Ce billet me parut de mauvais augure ; sa réserve diplomatique me fit craindre un refus du Roi. Je trouvai le prince de Polignac dans le grand cabinet que je connaissais si bien. Il accourut au-devant de moi, me serra la main avec une effusion de coeur que j'aurais voulu croire sincère, et puis, me jetant un bras sur l'épaule, nous commençâmes à nous promener lentement d'un bout à l'autre du cabinet. Il me dit qu'il n'acceptait point ma démission ; que le Roi ne l'acceptait pas, qu'il fallait que je retournasse à Rome. Toutes les fois qu'il répétait cette dernière phrase, il me crevait le coeur :

" Pourquoi, me disait-il, ne voulez-vous pas être dans les affaires avec moi comme avec La Ferronnays et Portalis ? Ne suis-je pas votre ami ? Je vous donnerai à Rome tout ce que vous voudrez ; en France, vous serez plus ministre que moi, j'écouterai vos conseils. Votre retraite peut fait naître de nouvelles divisions. Vous ne voulez pas nuire au gouvernement ? Le Roi sera fort irrité si vous persistez à vouloir vous retirer. Je vous en supplie, cher vicomte, ne faites pas cette sottise. " Je répondis que je ne faisais pas une sottise ; que j'agissais dans la pleine conviction de ma raison ; que son ministère était très impopulaire ; que ces préventions pouvaient être injustes mais qu'enfin elles existaient ; que la France entière était persuadée qu'il attaquerait les libertés publiques, et que moi, défenseur de ces libertés, il m'était impossible de m'embarquer avec ceux qui passaient pour en être les ennemis. J'étais assez embarrassé dans cette réplique, car au fond je n'avais rien à objecter d'immédiat aux nouveaux ministres ; je ne pouvais les attaquer que dans un avenir qu'ils étaient en droit de nier. M. de Polignac me jurait qu'il aimait la Charte autant que moi ; mais il l'aimait à sa manière il l'aimait de trop près. Malheureusement la tendresse que l'on montre à une fille que l'on a déshonorée lui sert peu.

La conversation se prolongea sur le même texte près d'une heure. M. de Polignac finit par me dire que, si je consentais à reprendre ma démission, le Roi me verrait avec plaisir et écouterait ce que je voudrais lui dire contre son ministère ; mais que si je persistais à vouloir donner ma démission, Sa Majesté pensait qu'il lui était inutile de me voir, et qu'une conversation entre elle et moi ne pouvait être qu'une chose désagréable.

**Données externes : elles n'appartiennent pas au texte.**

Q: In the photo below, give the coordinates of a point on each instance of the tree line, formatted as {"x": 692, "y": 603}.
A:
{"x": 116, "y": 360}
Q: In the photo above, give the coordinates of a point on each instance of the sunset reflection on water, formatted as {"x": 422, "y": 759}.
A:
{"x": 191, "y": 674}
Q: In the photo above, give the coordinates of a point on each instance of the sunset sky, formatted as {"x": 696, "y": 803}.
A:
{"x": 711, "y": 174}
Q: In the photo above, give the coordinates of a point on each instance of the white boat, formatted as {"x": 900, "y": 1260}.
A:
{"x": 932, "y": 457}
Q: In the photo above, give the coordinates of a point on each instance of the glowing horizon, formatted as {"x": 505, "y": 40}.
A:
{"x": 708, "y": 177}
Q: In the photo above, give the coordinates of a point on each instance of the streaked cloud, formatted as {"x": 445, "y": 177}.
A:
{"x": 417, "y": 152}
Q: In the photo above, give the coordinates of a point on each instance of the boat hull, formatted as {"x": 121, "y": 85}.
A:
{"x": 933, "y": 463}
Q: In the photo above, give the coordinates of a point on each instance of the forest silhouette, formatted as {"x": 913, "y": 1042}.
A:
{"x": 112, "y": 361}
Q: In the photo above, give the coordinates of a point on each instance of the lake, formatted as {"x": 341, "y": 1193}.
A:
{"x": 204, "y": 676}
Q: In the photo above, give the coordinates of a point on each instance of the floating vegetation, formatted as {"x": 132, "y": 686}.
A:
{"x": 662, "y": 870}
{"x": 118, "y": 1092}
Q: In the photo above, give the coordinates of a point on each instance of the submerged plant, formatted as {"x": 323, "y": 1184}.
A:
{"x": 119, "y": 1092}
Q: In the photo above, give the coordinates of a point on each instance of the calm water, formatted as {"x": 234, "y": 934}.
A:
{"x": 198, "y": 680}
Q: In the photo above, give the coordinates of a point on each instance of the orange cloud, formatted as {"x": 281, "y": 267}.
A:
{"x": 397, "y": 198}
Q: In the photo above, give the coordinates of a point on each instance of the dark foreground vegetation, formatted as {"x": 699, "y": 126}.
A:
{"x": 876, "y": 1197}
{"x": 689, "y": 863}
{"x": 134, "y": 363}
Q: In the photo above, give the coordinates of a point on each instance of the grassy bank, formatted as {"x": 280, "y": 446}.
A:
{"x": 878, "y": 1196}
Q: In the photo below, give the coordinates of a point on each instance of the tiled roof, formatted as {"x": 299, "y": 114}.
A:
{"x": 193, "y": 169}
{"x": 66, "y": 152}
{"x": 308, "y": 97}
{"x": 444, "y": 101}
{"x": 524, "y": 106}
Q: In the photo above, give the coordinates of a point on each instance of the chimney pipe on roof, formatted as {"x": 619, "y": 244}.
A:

Je répliquai : " Regardez donc, prince, ma démission comme donnée. Je ne me suis jamais rétracté de ma vie, et, puisqu'il ne convient pas au Roi de voir son fidèle sujet, je n'insiste plus. " Après ces mots je me retirai. Je priai le prince de rendre à M. le duc de Laval l'ambassade de Rome, s'il la désirait encore, et je lui recommandai ma légation. Je repris ensuite à pied par le boulevard des Invalides le chemin de mon Infirmerie, pauvre blessé que j'étais. M. de Polignac me parut rentrer, lorsque je le quittai, dans cette confiance imperturbable qui faisait de lui un muet éminemment propre à étrangler un empire.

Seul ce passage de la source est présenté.